We use a separate host to provide web UI access/profile retrieval on port 8443. When a user first connects with WG the Pritunl client attempts to connect to the server host IP instead of the host’s sync address value. A unique symptom is the sync address in client logs is Server Host IP:8443 instead of the Sync Host Address:8443.
We’ve used the web UI:8443 for profile sync/retrieval for a while. This is the first time we’ve had a problem like this.
Here are the logs, IP addresses have been modified.
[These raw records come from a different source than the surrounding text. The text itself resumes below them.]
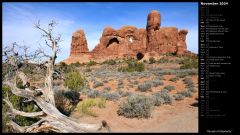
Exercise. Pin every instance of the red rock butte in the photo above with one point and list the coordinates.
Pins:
(130, 41)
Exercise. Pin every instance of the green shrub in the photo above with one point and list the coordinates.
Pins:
(181, 95)
(169, 88)
(66, 101)
(189, 83)
(144, 87)
(84, 107)
(97, 84)
(91, 63)
(188, 62)
(162, 97)
(136, 105)
(110, 96)
(152, 60)
(133, 65)
(163, 60)
(174, 79)
(156, 83)
(75, 81)
(88, 70)
(107, 88)
(18, 104)
(110, 62)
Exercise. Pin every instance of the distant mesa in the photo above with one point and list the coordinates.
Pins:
(129, 41)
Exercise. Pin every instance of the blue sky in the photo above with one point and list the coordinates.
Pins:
(92, 17)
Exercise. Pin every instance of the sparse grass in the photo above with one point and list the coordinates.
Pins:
(93, 93)
(152, 60)
(136, 105)
(64, 103)
(144, 87)
(133, 66)
(156, 83)
(189, 83)
(97, 84)
(174, 79)
(163, 60)
(107, 88)
(110, 62)
(75, 81)
(162, 97)
(111, 96)
(181, 95)
(91, 63)
(189, 63)
(169, 88)
(85, 106)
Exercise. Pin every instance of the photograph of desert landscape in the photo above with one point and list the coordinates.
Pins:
(100, 67)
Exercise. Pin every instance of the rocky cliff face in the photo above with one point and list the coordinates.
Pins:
(130, 41)
(79, 43)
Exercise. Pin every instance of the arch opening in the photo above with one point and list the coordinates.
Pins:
(139, 56)
(111, 41)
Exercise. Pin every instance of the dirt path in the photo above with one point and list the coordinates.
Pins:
(179, 117)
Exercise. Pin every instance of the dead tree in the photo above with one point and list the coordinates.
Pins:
(51, 119)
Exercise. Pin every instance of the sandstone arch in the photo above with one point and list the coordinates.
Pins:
(111, 41)
(139, 55)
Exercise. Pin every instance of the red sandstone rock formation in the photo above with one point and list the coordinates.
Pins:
(79, 43)
(131, 41)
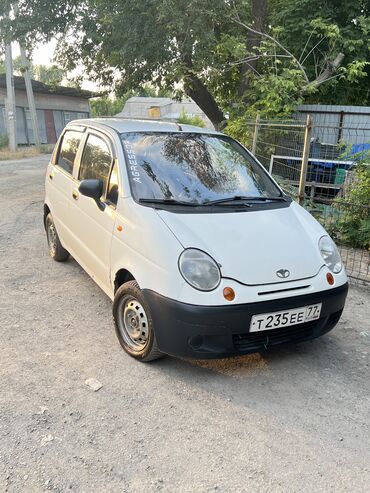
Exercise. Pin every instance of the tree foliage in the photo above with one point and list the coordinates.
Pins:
(231, 57)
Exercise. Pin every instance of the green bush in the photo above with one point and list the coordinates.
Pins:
(348, 219)
(186, 119)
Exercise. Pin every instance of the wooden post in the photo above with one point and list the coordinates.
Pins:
(30, 96)
(305, 156)
(255, 135)
(10, 98)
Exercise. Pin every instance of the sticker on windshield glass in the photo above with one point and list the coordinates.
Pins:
(132, 163)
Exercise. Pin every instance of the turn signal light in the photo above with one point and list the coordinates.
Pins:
(229, 294)
(330, 278)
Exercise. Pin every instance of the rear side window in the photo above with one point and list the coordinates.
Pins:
(68, 150)
(96, 160)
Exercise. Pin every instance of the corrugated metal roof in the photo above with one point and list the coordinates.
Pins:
(40, 87)
(123, 125)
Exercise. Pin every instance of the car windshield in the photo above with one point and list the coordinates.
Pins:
(193, 168)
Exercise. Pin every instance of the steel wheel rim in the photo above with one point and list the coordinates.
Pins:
(133, 323)
(52, 238)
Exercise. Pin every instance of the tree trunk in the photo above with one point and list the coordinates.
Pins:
(259, 22)
(197, 91)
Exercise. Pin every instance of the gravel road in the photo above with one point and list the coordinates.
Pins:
(293, 420)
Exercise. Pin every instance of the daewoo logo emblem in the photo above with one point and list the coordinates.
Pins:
(283, 273)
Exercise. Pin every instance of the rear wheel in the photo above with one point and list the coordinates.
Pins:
(133, 322)
(56, 250)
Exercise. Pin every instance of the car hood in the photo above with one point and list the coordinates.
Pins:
(252, 246)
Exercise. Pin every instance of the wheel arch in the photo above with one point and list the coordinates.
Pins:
(46, 212)
(122, 276)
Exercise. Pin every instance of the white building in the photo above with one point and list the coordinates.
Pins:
(161, 109)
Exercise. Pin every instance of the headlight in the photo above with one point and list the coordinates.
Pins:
(330, 254)
(199, 270)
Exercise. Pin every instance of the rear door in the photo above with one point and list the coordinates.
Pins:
(91, 227)
(60, 182)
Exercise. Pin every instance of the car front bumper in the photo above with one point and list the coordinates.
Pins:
(205, 332)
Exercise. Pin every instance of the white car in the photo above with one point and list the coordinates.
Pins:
(200, 250)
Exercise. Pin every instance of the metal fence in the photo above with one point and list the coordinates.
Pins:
(322, 171)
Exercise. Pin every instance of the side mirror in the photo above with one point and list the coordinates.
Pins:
(94, 190)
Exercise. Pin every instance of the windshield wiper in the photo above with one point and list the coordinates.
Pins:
(241, 198)
(168, 202)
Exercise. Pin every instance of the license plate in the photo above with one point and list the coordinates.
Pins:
(270, 321)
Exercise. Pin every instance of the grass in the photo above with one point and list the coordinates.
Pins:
(23, 152)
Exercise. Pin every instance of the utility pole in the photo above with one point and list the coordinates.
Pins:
(10, 99)
(305, 157)
(31, 99)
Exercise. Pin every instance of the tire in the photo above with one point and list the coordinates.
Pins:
(56, 250)
(133, 323)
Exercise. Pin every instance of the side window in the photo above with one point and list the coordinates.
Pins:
(96, 160)
(68, 150)
(112, 192)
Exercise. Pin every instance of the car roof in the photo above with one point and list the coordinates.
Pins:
(123, 125)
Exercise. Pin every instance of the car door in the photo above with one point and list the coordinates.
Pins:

Sync Address - vpn.example.com:8443
[2023-02-01 13:30:49][INFO] ▶ profile: Connecting ◆ disable_gateway=false ◆ dynamic_firewall=false ◆ mode="wg" ◆ profile_id="e0c8bdae8d9c9419" ◆ reconnect=false ◆ sso_auth=false
[2023-02-01 13:31:19][ERRO] ▶ profile: Request wg connection failed
profile: Request put error
Post "https://192.168.1.2:8443/key/wg/62c6eea3e2c7a566bf1994e8/62c6eea5e2c7a566bf1994f7/63da9b08c4ee0954e2919b95": context deadline exceeded (Client.Timeout exceeded while awaiting headers)
ORIGINAL STACK TRACE:
github.com/pritunl/pritunl-client-electron/service/profile.(*Profile).reqWg
/Users/apple/go/src/github.com/pritunl/pritunl-client-electron/service/profile/profile.go:2490 +0x1527d39
github.com/pritunl/pritunl-client-electron/service/profile.(*Profile).startWg
/Users/apple/go/src/github.com/pritunl/pritunl-client-electron/service/profile/profile.go:3556 +0x152d064
github.com/pritunl/pritunl-client-electron/service/profile.(*Profile).Start
/Users/apple/go/src/github.com/pritunl/pritunl-client-electron/service/profile/profile.go:1229 +0x151dd87
github.com/pritunl/pritunl-client-electron/service/handlers.profilePost.func1
/Users/apple/go/src/github.com/pritunl/pritunl-client-electron/service/handlers/profile.go:99 +0x15363c9
runtime.goexit
After I remove the sync address from the host and reimport the profile,
[2023-02-01 13:46:42][ERRO] ▶ profile: Request wg connection failed
profile: Request put error
Post "https://192.168.1.2/key/wg/5eab17fc179e6629c7afdb51/5eab17fd179e6629c7afdb65/63c6f639e2c7a566bfb16eff": context deadline exceeded (Client.Timeout exceeded while awaiting headers)
ORIGINAL STACK TRACE:
github.com/pritunl/pritunl-client-electron/service/profile.(*Profile).reqWg
/Users/apple/go/src/github.com/pritunl/pritunl-client-electron/service/profile/profile.go:2490 +0x1527d39
github.com/pritunl/pritunl-client-electron/service/profile.(*Profile).startWg
/Users/apple/go/src/github.com/pritunl/pritunl-client-electron/service/profile/profile.go:3556 +0x152d064
github.com/pritunl/pritunl-client-electron/service/profile.(*Profile).Start
/Users/apple/go/src/github.com/pritunl/pritunl-client-electron/service/profile/profile.go:1229 +0x151dd87
github.com/pritunl/pritunl-client-electron/service/profile.SyncSystemProfiles.func1
/Users/apple/go/src/github.com/pritunl/pritunl-client-electron/service/profile/utils.go:398 +0x153254c
runtime.goexit
zach
February 2, 2023, 4:07am
2
The sync addresses are added to the host addresses and all of these are iterated in a random order. It should continue to iterate until a successful connection is made. I may change the code to iterate sync addresses first but these logs seem to indicate both your host and sync address are inaccessible.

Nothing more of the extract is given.